I found some of the filebeat instances in our production environment resend logfiles and suspected the registry as the root cause.
Trying to dig into it I got really confused about the registry, maybe someone can help me with this.
What I did:
On a testsystem with ubuntu 22.04 installed I
- unistalled filebeat (apt purge + remove of the folders /usr/share/filebeat, /etc/filebeat, /var/lib/filebeat)
- installed filebeat 8.18.0, and setup one input for filebeat
- checked for logs in kibana and if a registry file exists
- restarted filebeat to check for duplicates in kibana
I did this two times, first time the filebeat input is of type “filestream”, second time the input is of type “log”. (And I actually did it another time for both cases to verify my findings)
- In both cases, there is a /var/lib/filebeat/filebeat/log.json with entries that could be a registry.
- In case of “filestream” logs got resent on a filebeat restart so that all events are duplicated in kibana.
- In case of “log” there where no duplicates.
I am confused about the registry name, I expected something like 1234567.log as I find this on all the productive servers.
root@productive.system.somedoamin:/var/lib/filebeat/filebeat# ls -la
total 10692
drwxr-x--- 2 root root 4096 Nov 26 10:24 .
drwxr-x--- 3 root root 4096 Nov 26 11:01 ..
-rw------- 1 root root 1500536 Nov 26 10:24 1388703.json
-rw------- 1 root root 39 Nov 26 10:24 active.dat
-rw------- 1 root root 9421401 Nov 28 12:51 log.json
-rw------- 1 root root 15 Dez 16 2024 meta.json
The format of 1388703.json and logs.json is different! But I find hints in filebeat logs, that the log.json is a registry:
Nov 28 13:10:24 test.system.somedomain filebeat[3352563]: {"log.level":"info","@timestamp":"2025-11-28T13:10:24.947+0100","log.origin":{"function":"github.com/elastic/beats/v7/libbeat/statestore/backend/memlog.openStore","file.name":"memlog/store.go","file.line":134},"message":"Finished loading transaction log file for '/var/lib/filebeat/filebeat'. Active transaction id=8","service.name":"filebeat","ecs.version":"1.6.0"}
These log entries exists in both testcases, still in case of “filestream” everything is resent.
My questions:
- Is /var/lib/filebeat/filebeat/logs.json the registry? If yes, when was /var/lib/filebeat/filebeat/1234567.json removed? If no, how does it work otherwise?
- Why are “filestream”-logs resent, while for “log” filebeat keeps track of it’s offset?
- How can I make it work for both type of inputs?
- Is this related to the file_identity, although I use v 8.18? (How to choose file identity for filestream | Beats)

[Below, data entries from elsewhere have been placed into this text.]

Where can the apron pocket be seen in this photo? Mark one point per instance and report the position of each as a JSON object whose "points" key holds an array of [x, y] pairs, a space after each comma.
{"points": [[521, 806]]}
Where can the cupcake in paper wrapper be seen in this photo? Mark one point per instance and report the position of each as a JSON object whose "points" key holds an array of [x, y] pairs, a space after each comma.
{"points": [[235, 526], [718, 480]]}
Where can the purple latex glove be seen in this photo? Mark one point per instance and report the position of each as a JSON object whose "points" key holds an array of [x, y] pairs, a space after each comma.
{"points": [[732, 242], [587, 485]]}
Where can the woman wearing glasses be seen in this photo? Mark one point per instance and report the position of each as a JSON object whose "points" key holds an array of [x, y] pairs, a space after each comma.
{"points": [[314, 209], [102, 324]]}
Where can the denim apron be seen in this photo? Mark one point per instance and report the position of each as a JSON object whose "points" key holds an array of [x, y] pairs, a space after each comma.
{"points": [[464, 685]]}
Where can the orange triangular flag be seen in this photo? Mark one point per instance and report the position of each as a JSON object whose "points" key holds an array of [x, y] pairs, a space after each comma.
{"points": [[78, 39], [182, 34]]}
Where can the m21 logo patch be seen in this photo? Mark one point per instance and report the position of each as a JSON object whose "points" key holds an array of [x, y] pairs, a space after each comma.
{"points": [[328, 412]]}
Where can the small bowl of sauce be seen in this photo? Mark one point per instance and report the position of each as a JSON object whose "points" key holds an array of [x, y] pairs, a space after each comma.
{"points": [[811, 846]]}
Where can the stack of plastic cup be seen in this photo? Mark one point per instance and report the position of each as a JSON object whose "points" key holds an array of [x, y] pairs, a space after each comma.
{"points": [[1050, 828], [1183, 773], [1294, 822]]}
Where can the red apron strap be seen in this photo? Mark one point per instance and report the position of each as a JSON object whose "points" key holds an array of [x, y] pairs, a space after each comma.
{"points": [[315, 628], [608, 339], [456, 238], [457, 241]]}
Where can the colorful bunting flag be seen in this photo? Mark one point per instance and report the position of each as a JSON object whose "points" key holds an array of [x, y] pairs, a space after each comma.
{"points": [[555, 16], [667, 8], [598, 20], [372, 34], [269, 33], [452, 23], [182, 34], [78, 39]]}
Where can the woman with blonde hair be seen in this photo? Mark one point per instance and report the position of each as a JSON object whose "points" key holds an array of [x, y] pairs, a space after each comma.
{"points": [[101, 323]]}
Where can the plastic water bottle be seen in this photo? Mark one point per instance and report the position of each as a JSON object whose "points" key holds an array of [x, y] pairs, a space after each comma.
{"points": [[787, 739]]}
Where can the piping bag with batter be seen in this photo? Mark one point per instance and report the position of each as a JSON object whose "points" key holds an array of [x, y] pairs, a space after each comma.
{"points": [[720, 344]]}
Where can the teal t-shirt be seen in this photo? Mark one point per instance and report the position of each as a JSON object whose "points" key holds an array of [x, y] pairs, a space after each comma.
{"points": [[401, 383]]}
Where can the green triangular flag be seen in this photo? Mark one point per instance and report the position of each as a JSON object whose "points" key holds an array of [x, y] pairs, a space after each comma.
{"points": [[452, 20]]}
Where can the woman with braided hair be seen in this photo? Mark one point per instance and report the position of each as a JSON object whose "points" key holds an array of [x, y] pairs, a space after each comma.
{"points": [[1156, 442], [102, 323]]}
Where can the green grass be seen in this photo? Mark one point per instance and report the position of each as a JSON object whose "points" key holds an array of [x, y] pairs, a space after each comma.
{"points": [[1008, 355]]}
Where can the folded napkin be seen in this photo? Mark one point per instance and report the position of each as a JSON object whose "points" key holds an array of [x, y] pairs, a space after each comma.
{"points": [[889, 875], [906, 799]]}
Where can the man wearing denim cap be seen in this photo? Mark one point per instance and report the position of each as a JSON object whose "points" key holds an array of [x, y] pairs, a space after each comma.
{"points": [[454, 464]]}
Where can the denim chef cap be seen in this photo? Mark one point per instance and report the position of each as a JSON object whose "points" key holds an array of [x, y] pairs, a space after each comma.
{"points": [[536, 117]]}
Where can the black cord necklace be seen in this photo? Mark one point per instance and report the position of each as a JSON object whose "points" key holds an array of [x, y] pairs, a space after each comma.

Thank you very much for your help!
This is the filebeat.yaml
name: test.system.somedomain
tags: []
fields_under_root: true
filebeat:
config.inputs:
enabled: true
path: "/etc/filebeat/conf.d/*.yml"
config.modules:
enabled: false
path: "/etc/filebeat/modules.d/*.yml"
modules: []
overwrite_pipelines: false
shutdown_timeout: '0'
registry:
path: "/var/lib/filebeat"
file_permissions: '0600'
flush: 0s
autodiscover: {}
http: {}
cloud: {}
queue: {}
output:
logstash:
ssl:
enabled: true
verification_mode: full
certificate_authorities: "/etc/ssl/custom/ca.crt"
hosts:
- test.system.somedomain:5055
loadbalance: true
shipper: {}
logging: {}
This is the “log” input:
---
- type: log
paths:
- /var/log/logstash/logstash-plain.log
encoding: plain
document_type: log
scan_frequency: 10s
harvester_buffer_size: 16384
max_bytes: 10485760
multiline:
pattern: '^\[\d{4}-\d{2}-\d{2}T\d{2}:\d{2}:\d{2},\d{3}\]'
negate: true
match: after
max_lines: 10000
timeout: 15s
tail_files: false
# Experimental: If symlinks is enabled, symlinks are opened and harvested. The harvester is openening the
# original for harvesting but will report the symlink name as source.
#symlinks: false
backoff: 1s
max_backoff: 10s
backoff_factor: 2
# Experimental: Max number of harvesters that are started in parallel.
# Default is 0 which means unlimited
### Harvester closing options
# Close inactive closes the file handler after the predefined period.
# The period starts when the last line of the file was, not the file ModTime.
# Time strings like 2h (2 hours), 5m (5 minutes) can be used.
close_inactive: 5m
# Close renamed closes a file handler when the file is renamed or rotated.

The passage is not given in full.